ざっくり一言で言うなら「とりあえず体験版をやってみて、ちょっと面倒臭そうだけどこれまでやったことがないタイプの作品だし何だか面白そうだなと感じた人は購入して損はない」ということです。




次に話を変えてノベルゲームの「ゲーム性」について自分が思っていることを。ゲームである必要性とでも言えばいいかな。
僕は何も周回要素があり何度もやり込める遊戯性を有した作品だけがゲーム性がある作品ではないと思う。作品において何か一つでもゲーム媒体でなければならない理由やゲームという土壌を物の見事に活かした上手さというものを感じ取る事が出来れば、それは十分「ゲーム性」がある作品と言っても良いのではないか。自分はそういう一工夫ある作品の方が好きだしこれからもそういった作品は高く評価していきたい。

もちろんここで一本道の作品だったり単純に選択肢を選んでいく作品を批判するつもりはないし、自分はそういった作品も好きなのだけれど、極論を言ってしまえばその作品に何かゲームである意味や独自性を見つけられなければそれは別にゲームである必要はないし、アニメや小説でやっても大差はない訳で。マルチエンドの作品でもヒロインごとに話数を設定すればアニメでも十分表現可能だし、それこそ選択肢がない一本道の作品なんかはボイスや音楽があるかないかの違いこそあれ、定期的に挿絵を挟んだ小説でも特に問題ないのではと思ってしまう。せっかくわざわざゲームを媒体にしているのだからゲームならではの要素があって欲しい。

プレイした作品で幾つか例を挙げると、

「EVE~burst error~」のマルチサイトシステムを駆使した総当り方式
「EXTRAVAGANZA~蟲愛でる少女~」「水仙花」のフローチャート方式
「Quartett!」のFDDシステム
「LOVELY×CATION」のラブリーコールシステム
「Strawberry Nauts」のPITシステム
「ELYSION~永遠のサンクチュアリ~」「媚肉の香り ネトリネトラレヤリヤラレ」の移動パート
「GUN-KATANA(銃刀)-Non Human Killer-」のFPSパート
「MIND+REAPER」の戦闘パート
「Forest」のテキストと音声が違う演出

など、これらは紛れもなく自分にとって一つの「ゲーム性」であった。
もちろんこれ以外にもまだまだある(書淫、YU-NO、蒼色輪廻辺りは未プレイ。特に書淫は凄くやりたいけど高い…)し、選択肢を上手く利用した演出もゲーム媒体ならではの手法だと思う。

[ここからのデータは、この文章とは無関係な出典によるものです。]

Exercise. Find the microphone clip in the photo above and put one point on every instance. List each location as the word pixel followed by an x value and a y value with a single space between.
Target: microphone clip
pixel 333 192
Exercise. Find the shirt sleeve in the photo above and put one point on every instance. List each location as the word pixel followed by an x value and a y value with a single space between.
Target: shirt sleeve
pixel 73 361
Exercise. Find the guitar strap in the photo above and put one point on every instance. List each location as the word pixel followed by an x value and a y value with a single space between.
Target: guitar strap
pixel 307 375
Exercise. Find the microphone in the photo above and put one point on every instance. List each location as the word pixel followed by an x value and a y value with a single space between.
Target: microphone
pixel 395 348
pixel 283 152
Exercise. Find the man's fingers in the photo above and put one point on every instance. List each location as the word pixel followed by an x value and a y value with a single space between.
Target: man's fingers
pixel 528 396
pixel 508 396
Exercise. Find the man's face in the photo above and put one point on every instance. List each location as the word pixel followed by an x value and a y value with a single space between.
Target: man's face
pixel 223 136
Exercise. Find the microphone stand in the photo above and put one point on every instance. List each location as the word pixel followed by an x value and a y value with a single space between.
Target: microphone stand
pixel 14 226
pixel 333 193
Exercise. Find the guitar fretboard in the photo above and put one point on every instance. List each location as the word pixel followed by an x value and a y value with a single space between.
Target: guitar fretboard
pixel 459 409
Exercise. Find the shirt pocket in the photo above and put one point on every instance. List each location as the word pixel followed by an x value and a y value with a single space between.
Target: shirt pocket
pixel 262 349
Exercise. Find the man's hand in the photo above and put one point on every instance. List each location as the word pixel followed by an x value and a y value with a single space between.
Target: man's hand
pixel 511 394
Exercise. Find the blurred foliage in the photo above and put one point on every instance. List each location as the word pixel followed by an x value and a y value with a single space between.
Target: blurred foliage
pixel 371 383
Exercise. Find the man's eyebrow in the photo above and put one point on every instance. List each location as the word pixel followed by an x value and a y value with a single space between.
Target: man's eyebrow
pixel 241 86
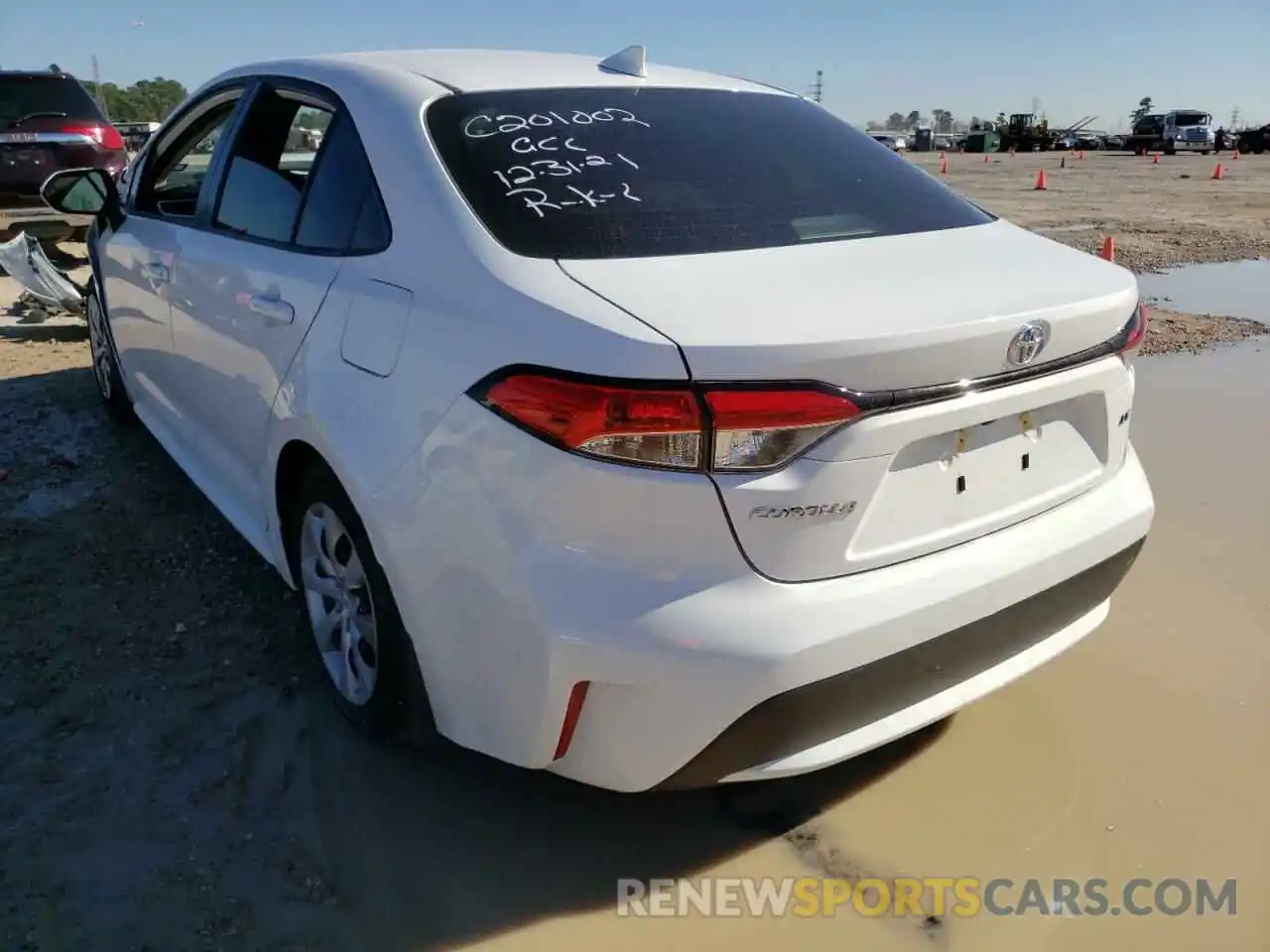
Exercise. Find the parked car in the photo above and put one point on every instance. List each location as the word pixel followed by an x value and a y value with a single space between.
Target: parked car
pixel 594 419
pixel 49 122
pixel 893 143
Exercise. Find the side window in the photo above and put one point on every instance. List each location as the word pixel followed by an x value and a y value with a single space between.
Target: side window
pixel 341 209
pixel 268 167
pixel 173 172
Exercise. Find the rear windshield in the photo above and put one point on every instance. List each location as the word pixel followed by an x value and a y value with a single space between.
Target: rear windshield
pixel 636 173
pixel 28 95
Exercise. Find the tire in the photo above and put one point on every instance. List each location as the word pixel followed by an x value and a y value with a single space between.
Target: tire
pixel 367 647
pixel 105 362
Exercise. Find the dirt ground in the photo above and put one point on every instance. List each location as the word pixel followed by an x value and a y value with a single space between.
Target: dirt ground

最近では「古色迷宮輪舞曲~HISTOIRE DE DESTIN~」が遊戯性ではない、もう一つのノベルゲームの「ゲーム性」を提示した作品として記憶に新しい。自分はこの作品に90点とほぼ満点に近い点数を付けているが、それは単に独自のシステムや「クオリア」などをテーマに物語の登場人物とプレイヤーとの距離を近づけたシナリオ内容だけを評価したのではなく、何よりも昨今の萌えブームの流行に逆らうかの如くこういった意欲的な作品を出してきた事が嬉しく、高く評価したいと思ったからだ。確かに粗は多いがそれを差し引いても自分にとっては最上級の作品であった。


かなり前置きが長くなってしまったがここから本作を絡めた話に入る。
http://www.anos.jp/anos7/anos7.htm#novel
「ノベルゲームの枠組みを変えるノベルゲーム」公式サイトの、自転車創業の「ノベルゲーム」というものに対する認識と本作を作るに当たっての心構えです。よろしければまずは読んでみて下さい。(読まなくてもこれ以下を読むにあたって特に問題はありません)

「ノベルゲームにはまだやれることがある。」

本作がノベルゲーム全体の枠組みまで変えうる力を持った作品だとは自分は思っていないが、最初に述べているノベルゲームにはまだやれることがあるという事は十分に感じたし提示できていると思う。「ノベルゲームの更なる可能性」と言っても良いだろう、生まれ変わったANOS・記憶管理システムは、遊戯性とも違うし前述した作品が持つようなゲーム性の更に上を行き、それでいてこれまでの自転車創業作品とも別の新しい「ゲーム性」を見せてくれた。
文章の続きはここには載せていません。